Susu, Mengapa Bisa Awet?

0
165

Livestockreview.com, Produk Olahan. Susu memiliki berjuta kebaikan. Sayangnya, cairan unik ini merupakan bahan pangan yang mudah rusak, sehingga dibutuhkan penyimpanan dan pengemasan yang baik untuk menjaga kemurnian sekaligus kandungan gizinya.

Dari sekian banyak susu yang beredar di pasaran, susu segar merupakan yang paling baik. Susu memiliki tingkat kemurnian paling tinggi dan kandungan gizi yang lengkap alami. Selain itu, susu segar juga memiliki cita rasa paling lezat karena asam lemak susunya belum rusak akibat proses pengawetan.
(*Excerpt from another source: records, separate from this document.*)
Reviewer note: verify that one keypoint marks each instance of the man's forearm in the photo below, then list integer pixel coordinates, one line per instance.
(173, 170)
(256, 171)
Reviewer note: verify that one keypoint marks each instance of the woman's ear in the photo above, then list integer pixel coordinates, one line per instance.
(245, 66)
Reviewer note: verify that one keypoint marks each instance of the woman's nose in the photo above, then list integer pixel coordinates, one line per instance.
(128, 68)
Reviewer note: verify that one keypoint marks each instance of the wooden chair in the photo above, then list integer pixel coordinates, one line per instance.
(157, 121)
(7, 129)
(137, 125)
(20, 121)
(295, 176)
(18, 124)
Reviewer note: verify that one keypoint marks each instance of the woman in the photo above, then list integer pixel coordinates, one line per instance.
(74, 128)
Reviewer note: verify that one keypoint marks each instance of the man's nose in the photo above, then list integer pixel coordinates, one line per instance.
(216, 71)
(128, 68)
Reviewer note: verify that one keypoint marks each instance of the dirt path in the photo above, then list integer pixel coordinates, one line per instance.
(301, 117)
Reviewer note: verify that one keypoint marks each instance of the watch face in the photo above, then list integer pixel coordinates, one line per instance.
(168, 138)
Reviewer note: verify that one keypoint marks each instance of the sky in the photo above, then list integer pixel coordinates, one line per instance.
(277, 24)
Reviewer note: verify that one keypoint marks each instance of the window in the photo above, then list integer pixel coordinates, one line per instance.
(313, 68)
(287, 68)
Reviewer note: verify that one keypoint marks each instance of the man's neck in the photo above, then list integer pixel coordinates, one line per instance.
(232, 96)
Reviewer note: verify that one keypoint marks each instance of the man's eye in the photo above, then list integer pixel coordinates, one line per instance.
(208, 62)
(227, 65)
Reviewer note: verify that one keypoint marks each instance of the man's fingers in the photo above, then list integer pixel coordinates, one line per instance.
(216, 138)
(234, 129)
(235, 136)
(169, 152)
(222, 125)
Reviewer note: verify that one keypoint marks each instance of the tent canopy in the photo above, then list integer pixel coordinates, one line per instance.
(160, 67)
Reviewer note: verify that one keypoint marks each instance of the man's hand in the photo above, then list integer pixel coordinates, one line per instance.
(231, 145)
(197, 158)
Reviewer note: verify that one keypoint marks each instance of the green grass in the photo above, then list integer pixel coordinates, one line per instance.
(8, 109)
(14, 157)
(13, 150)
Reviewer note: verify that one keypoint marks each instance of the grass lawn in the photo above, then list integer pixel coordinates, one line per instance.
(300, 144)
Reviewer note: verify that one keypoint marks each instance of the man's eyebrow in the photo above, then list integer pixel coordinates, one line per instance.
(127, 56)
Namun susu segar juga rentan mengandung mikroba yang dapat membahayakan kesehatan. Susu segar membutuhkan teknik proses untuk mengenyahkan mikroba yang dikandungnya. Namun yang patut diingat, setiap teknik proses pada bahan pangan mau tidak mau akan merusak sebagian gizi dari pangan.

Kendati demikian, proses tersebut penting untuk menjaga keamanannya. Oleh karena itu harus dicari titik tengahnya dengan optimasi, yaitu pemprosesan jangan sampai merusak gizi besar-besaran suatu bahan pangan, tapi tidak juga membiarkannya mengandung banyak kontaminan.

Dari sekian banyak teknik pemprosesan susu, teknik kombinasi suhu tinggi dan waktu singkat dalah yang terbaik. Ini karena teknik tersebut secara efisien dapat membunuh mikroba namun tidak sampai merusak kandungan gizi susu.

Teknik UHT termasuk yang menggunakan prinsip kombinasi dengan melakukan pemanasan hingga 140 derajat celcius selama empat detik. Dengan begitu, produk susu menjadi lebih awet dan aman dikonsumsi, serta tidak perlu ditambahkan bahan pengawet lainnya.

Meski menjadi lebih awet, namun untuk mempertahankan keawetan dan keamanannya, susu UHT harus tetap berada dalam lingkungan aseptis, atau keadaan steril terbebas dari mikroba. Karena itu setelah melalui pemprosesan, susu UHT pun perlu segera dikonsumsi atau dikemas dengan baik.